Ia bertemu dengan banyak pujaannya. Ada Ernest Hemingway, Scott Fitzgerald, Pablo Picasso hingga Salvador Dali. Semua yang hanya berawal dari satu bintang, membuatnya terjaring dengan bintang-bintang yang lainnya. Tidak lupa ia juga bertemu dengan Adrianne, yang diperankan oleh Marion Cotillard. Kian lama, keduanya ternyata menjalin cinta yang tak pernah untuk diungkapkan.

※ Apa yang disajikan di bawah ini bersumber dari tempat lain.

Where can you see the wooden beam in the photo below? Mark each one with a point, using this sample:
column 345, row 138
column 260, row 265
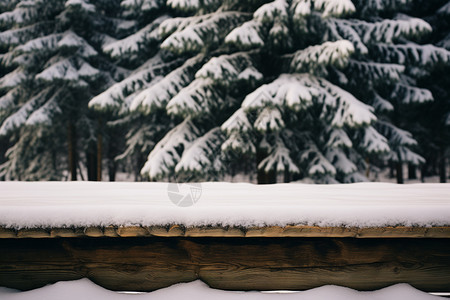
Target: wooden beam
column 218, row 231
column 149, row 263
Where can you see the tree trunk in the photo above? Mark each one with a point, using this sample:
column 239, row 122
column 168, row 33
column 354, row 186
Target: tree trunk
column 442, row 165
column 399, row 172
column 112, row 169
column 412, row 171
column 91, row 162
column 262, row 176
column 99, row 150
column 71, row 142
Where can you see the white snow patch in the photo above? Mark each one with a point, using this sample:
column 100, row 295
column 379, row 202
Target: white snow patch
column 57, row 204
column 85, row 289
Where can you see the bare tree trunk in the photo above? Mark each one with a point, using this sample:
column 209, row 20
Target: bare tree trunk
column 399, row 172
column 262, row 176
column 442, row 165
column 99, row 150
column 412, row 171
column 71, row 142
column 91, row 161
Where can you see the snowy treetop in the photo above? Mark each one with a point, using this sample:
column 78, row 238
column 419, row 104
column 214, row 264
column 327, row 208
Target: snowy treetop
column 58, row 204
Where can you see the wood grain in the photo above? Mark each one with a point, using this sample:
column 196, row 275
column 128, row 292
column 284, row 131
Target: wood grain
column 149, row 263
column 217, row 231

Ini merupakan film Woody Allen berikutnya yang saya tonton, setelah “Vicky Cristina Barcelona.” Dibanding film Allen sebelumnya, saya lebih menyukai nuansa ekspresi yang dibawakan Wilson lewat film ini. Wilson yang biasanya tampil dengan jenaka, disulap Allen menjadi sosok yang lebih terarah, lebih seniman, dan lebih serius. Woody Allen mencoba memulai film ini dengan cukup menarik. Selama kurang lebih tiga setengah menit, penonton akan diajak untuk berkeliling kota Paris, melalui cuplikan-cuplikan yang diambil dari pagi, siang, hingga malam, hingga title screening film ini pun muncul.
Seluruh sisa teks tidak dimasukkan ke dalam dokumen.